Mathématiquement, la Région fait 200.000 € d'économies

Alors économies ou démagogie ? La question a finalement tourné ainsi car quand on fait les comptes, le volume global des indemnités annuelles diminue de 200.000 euros par rapport à l'addition des trois anciennes régions. En effet, il y a moins de vice-présidents et moins d'élus dans la commission permanente qu'il n'y en avait lorsque les régions avaient leurs existences propres. Désormais, il y a donc moins de rémunérations élevées. Pour la majorité de gauche, les économies sont donc déjà là et c'est Alain Rousset, le président de la région, qui parle de démagogie : "les élus font du vrai boulot" dit-il "et il faut compenser des carrières ralenties et des pertes de revenu".

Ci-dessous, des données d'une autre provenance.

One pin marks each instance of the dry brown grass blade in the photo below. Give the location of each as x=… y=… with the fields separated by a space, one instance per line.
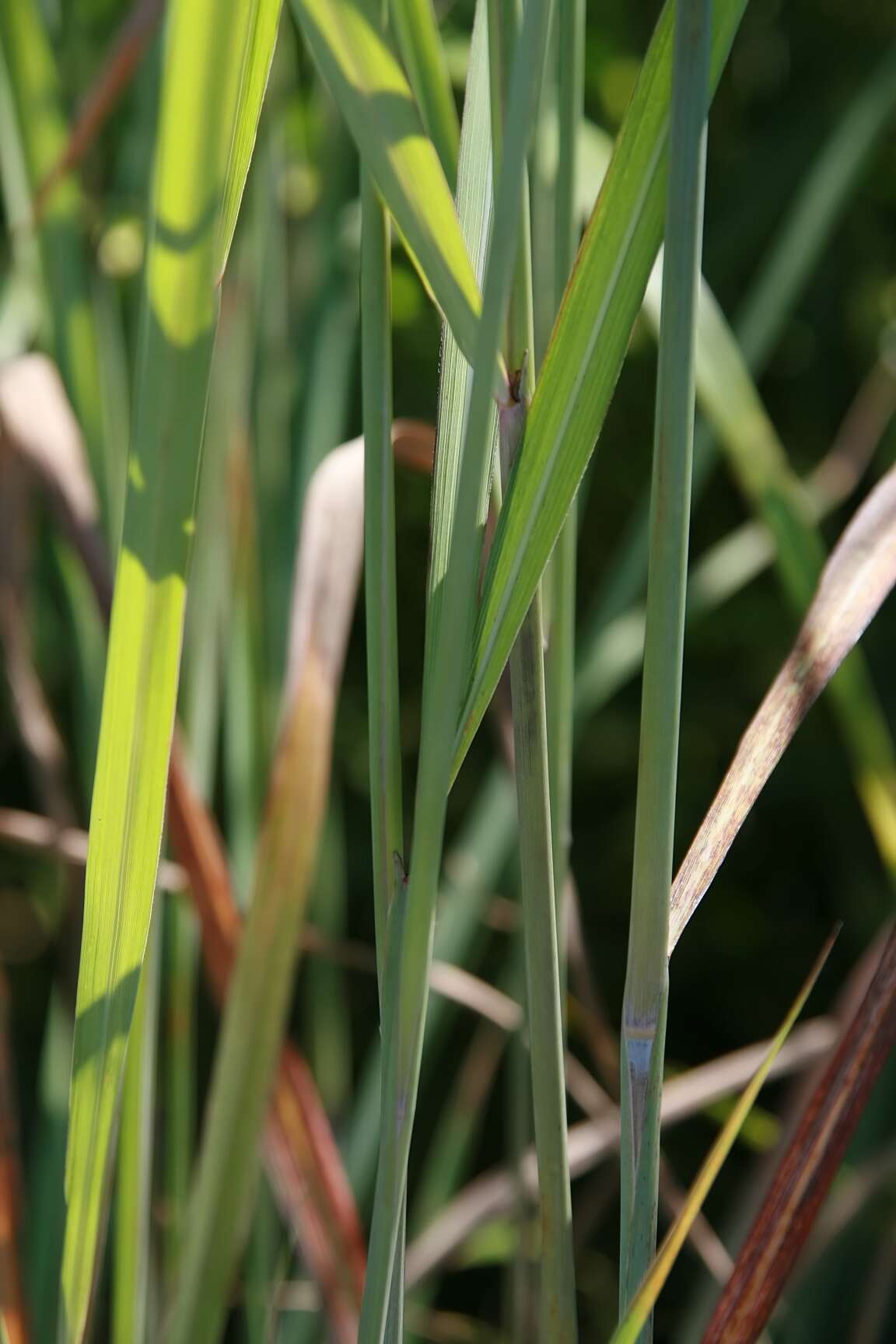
x=12 y=1303
x=493 y=1194
x=853 y=585
x=39 y=426
x=809 y=1164
x=301 y=1153
x=113 y=79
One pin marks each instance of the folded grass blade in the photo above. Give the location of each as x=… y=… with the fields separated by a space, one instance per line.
x=205 y=57
x=446 y=647
x=646 y=991
x=34 y=79
x=369 y=88
x=853 y=585
x=583 y=359
x=641 y=1305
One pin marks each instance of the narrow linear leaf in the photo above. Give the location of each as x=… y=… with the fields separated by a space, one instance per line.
x=114 y=77
x=495 y=1192
x=369 y=85
x=327 y=577
x=583 y=359
x=12 y=1303
x=418 y=40
x=258 y=37
x=853 y=585
x=205 y=55
x=644 y=1301
x=34 y=79
x=810 y=1161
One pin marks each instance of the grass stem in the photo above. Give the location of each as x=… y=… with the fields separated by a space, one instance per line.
x=648 y=973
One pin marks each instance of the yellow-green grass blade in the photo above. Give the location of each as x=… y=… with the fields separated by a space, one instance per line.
x=474 y=212
x=133 y=1195
x=260 y=988
x=855 y=583
x=31 y=68
x=583 y=359
x=421 y=47
x=369 y=85
x=205 y=55
x=639 y=1312
x=761 y=467
x=256 y=33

Après une bataille de chiffres, l'UDI tempère sa position et s'abstient, le FN ne change pas et vote contre, alors que Les Républicains et le Modem votent avec la gauche pour maintenir les indemnités au même niveau. Avec un petit bémol tout de même : les élus seront surveillés de près et perdront une part de rémunération en cas d'absentéisme répété. Ils ont tout de même de la marge : ce dispositif ne s'applique qu'à partir de 40 % de séances ou de rendez-vous "loupés".